At least two people have been killed after Taliban opened fire at a crowd celebrating independence day in Asadabad, witnesses told media.

In Jalalabad, Taliban fighters fired at people waving the Afghan flag during independence day celebrations, injuring a man and a teenage boy.

Charlotte Bellis, reporting from Kabul, said: “There were some isolated protests linked to the flag in Kabul as well, with people, including women, walking down the streets past Taliban fighters waving the old flag and saying: ‘Our flag is our identity.'”Meanwhile, evacuations are continuing from Kabul’s airport.

US President Joe Biden said on Wednesday he will keep soldiers in Afghanistan until every American is evacuated, even if that means going beyond his August 31 deadline.

The Taliban face an “existential” choice about how they are seen by the rest of the world after their sweeping military victory in Afghanistan, US President Joe Biden said.

“I think they’re going through sort of an existential crisis about do they want to be recognized by the international community as being a legitimate government,” Biden told ABC News.


The US president who defended the chaotic exit of the final US troops, foreigners and Afghan allies after the Taliban victory, said he was “not counting” on the Taliban to shift their priorities.

US President Joe Biden says in an interview that war is not the answer to growing fears for the human rights of women in Afghanistan after the Taliban takeover.

“The idea that we’re able to deal with the rights of women around the world by military force is not rational,” Biden said in the ABC News interview, his first since the Taliban victory triggered a frantic final US withdrawal.

“There are a lot of places where women are being subjugated,” he said. “The way to deal with that is putting economic, diplomatic and international pressure on them to change their behaviour.”

The Taliban must decide whether it wants to be recognised by the international community, US President Joe Biden has said in an ABC interview, adding that he did not think the group had changed its fundamental beliefs.

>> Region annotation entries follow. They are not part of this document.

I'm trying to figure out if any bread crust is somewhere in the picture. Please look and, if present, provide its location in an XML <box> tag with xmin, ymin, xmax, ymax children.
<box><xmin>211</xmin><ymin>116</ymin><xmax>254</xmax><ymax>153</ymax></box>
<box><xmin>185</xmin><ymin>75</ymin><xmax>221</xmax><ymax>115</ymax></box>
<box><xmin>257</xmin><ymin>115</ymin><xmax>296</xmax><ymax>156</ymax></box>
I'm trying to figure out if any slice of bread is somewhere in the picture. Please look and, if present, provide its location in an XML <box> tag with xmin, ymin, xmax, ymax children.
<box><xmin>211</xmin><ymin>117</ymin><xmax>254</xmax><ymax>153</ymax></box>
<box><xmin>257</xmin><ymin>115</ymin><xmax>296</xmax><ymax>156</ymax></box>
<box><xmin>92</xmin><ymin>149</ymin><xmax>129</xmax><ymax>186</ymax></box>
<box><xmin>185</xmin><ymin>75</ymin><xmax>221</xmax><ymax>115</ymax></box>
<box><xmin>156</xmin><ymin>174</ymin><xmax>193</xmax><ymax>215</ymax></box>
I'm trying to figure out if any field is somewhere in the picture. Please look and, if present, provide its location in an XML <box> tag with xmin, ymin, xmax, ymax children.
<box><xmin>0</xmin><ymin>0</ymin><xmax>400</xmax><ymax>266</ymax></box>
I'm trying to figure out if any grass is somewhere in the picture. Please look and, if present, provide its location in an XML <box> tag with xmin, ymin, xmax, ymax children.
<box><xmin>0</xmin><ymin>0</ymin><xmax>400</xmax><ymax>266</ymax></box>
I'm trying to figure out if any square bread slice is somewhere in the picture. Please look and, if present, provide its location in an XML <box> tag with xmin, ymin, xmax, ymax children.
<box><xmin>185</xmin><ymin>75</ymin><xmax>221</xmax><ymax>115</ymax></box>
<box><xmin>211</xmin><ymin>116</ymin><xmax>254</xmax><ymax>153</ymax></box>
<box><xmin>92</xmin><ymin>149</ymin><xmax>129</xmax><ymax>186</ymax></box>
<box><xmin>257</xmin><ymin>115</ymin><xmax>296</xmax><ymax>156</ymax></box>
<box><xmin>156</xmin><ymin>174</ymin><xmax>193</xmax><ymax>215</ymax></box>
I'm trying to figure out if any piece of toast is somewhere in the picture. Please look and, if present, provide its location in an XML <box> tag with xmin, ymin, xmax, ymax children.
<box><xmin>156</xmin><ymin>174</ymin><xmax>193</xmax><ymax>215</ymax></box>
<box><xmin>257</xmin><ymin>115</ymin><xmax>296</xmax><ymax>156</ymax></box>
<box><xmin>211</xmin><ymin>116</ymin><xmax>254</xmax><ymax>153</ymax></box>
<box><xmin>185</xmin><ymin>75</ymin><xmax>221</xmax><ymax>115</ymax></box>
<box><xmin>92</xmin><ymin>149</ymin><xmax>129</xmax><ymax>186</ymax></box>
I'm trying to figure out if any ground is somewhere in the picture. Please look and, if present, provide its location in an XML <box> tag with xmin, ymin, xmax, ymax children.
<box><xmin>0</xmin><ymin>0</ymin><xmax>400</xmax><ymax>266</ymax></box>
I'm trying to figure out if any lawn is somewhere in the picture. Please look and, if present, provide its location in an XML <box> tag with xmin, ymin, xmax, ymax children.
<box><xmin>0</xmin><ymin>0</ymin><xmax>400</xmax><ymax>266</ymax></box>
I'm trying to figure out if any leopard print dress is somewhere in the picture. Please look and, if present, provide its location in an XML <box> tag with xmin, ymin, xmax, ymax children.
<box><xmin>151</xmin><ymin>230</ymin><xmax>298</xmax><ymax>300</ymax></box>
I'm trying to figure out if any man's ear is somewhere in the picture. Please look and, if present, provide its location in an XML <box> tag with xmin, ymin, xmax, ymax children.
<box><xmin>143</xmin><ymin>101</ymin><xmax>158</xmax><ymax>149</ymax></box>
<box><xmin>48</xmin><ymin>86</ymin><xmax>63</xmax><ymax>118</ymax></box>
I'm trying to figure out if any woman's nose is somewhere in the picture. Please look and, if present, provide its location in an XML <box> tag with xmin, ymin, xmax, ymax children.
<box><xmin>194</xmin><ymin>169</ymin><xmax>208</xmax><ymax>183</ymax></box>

According to Taliban and NATO officials, a total of 12 people have been killed in and around Kabul airport at the hands of US troops since the Taliban seized the city on Sunday, triggering a rush of fearful people trying to leave.

The deaths were caused either by gunshots or in stampedes, the Taliban official said, urging people still crowded at the airport gates to go home if they did not have the right paperwork to travel.

“We don’t want to hurt anyone at the airport,” said the Taliban official, who declined to be identified.